By Alice Rothchild | Health and Human Rights Journal | July 26, 2021

Since the founding of Israel, efforts to document Palestinian history and rights has consistently been met by well-organized protests that include a large number of letters to journals and media outlets and hostile personal attacks on authors and editors.

Journals in the medical, social, and political sciences have begun to highlight an appreciation of structural racism, and the personal and public health costs of bigotry and chronic stress. For oppressed populations, understanding these forces is critical to the establishment of basic human rights, including the right to health in its broadest sense: access to health services, clean water, sanitation, nutrition, housing, education, employment, and freedom of movement. International human rights law requires states to support these rights and calls out governments, groups, or individuals who violate these principles. However, there is one area of scholarship where these insights often do not apply, and that is Palestine.

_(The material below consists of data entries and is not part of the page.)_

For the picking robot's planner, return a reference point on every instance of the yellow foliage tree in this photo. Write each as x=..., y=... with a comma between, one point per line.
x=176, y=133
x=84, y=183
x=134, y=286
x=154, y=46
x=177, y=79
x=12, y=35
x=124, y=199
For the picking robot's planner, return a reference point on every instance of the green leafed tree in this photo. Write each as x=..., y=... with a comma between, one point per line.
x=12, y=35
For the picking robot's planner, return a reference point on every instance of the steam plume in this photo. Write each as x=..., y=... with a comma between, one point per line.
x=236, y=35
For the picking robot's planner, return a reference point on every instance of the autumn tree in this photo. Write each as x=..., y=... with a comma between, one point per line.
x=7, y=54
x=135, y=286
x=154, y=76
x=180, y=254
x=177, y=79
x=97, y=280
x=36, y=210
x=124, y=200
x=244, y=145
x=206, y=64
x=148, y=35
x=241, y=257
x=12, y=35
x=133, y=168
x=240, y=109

The recent retraction of the article in Scientific American, “As Health Care Workers, We Stand in Support of Palestine,” is the latest example. The COVID-19 pandemic and repeated Israeli assaults have made it clear that the health of Palestinians is dependent on their liberation and the end of the Israeli occupation and siege

Stimulated by the 11 day Israeli assault in May 2021, a group of health workers and public health professionals began communicating about the impact of the attacks on Palestinians and the Palestinian healthcare infrastructure, and the silencing and macro as well as micro-aggressions they constantly experience. This resulted in a Policy & Ethics Opinion piece published June 2 in Scientific American on Palestinians in Gaza, Jerusalem, the West Bank and Israel (now only available in a pdf not on the original website).